In the United States, the number of female physicists and other scientists is increasing. The National Science Foundation reports that in 2006, 30 percent of full-time science and engineering faculty in the United States were women, up from 7 percent in 1973. In 2005, 39 percent of all U.S. science and engineering doctorates were earned by women, up from 27 percent in 1985 (NSF 2008). But while opportunities for women in science have greatly improved over recent decades, the words of Madame Curie written a century ago still resonate: “One never notices what has been done; one can only see what remains to be done.”
Moreover, the consequences of girls gaining an absolute advantage over boys are very interesting. “In many of the countries that we identified as more gender-equal, the percentage of women going to college outnumbers the percentage of men going to college,” said Sapienza.
“Given that boys spend much less time on homework and girls are catching up with the scores, are we going to see affirmative action for boys in colleges?” said Sapienza. “Some colleges, even in the U.S., are discussing these issues. If scores for girls go up and reach the level of Iceland or Sweden and you don’t decrease the threshold for admitting boys to college relative to girls, you’ll reach a situation with unbalanced admissions.”

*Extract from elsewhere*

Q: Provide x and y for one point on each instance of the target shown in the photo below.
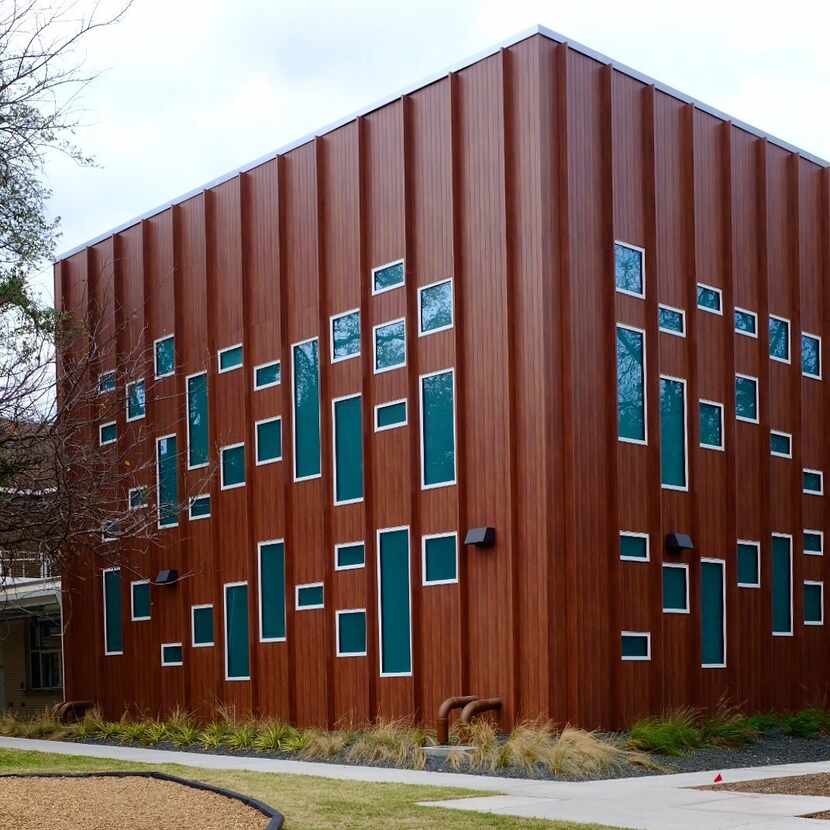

While full global gender equity and academic achievement equality will not soon be reached, this work highlights successes and hints at some useful models. It may even offer glimpses of better times to come, a prospect that captures Sapienza’s imagination. She asked, “How do we think about these results? Has Iceland reached a level of total emancipation? Will it be the steady state, an equilibrium?”
She wondered, “Is this how societies are going to be in the future?”